Są sobie dwie sondy pH, jedna to firmowa labolatoryjna (żelowa) z gwarancją pracy producenta oszacowaną na 5 lat a druga to klasyczny chinol z możliwością "upgradu" płynu.
Obie sondy zostały sprawdzone i skalibrowane płynami pH4 oraz pH7 (dwa punkty odniesienia) i w testach na tych płynach obie pokazują poprawne pH. Jak w mordę 4 czy też 7 i ani przecinka mniej czy więcej. Chińska oczywiście reaguje wyraźniej wolniej i potrzebuje kilku minut (2-4) więcej czasu aby pokazać ten sam wynik.

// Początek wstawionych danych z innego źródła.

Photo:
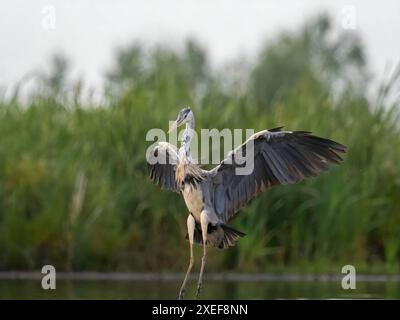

Hydrozagadka polega na tym, że umieszczenie obu sond w każdym innym płynie nawet równocześnie daje dość mocno różniące się wyniki! Po ponownym sprawdzeniu w płynach do kalibracji obie sondy pokazują ponownie poprawne wyniki.
Pomiar pH różni się między sondami o 0.45!
Skąd takie różnice? Ma ktoś na to sensowne wytłumaczenie?
[b]Ten post wyraża moją opinię w dniu dzisiejszym. Nie może on służyć przeciwko mnie w dniu jutrzejszym, ani każdym innym następującym po tym terminie. Ponadto zastrzegam sobie prawo zmiany poglądów bez podania przyczyny!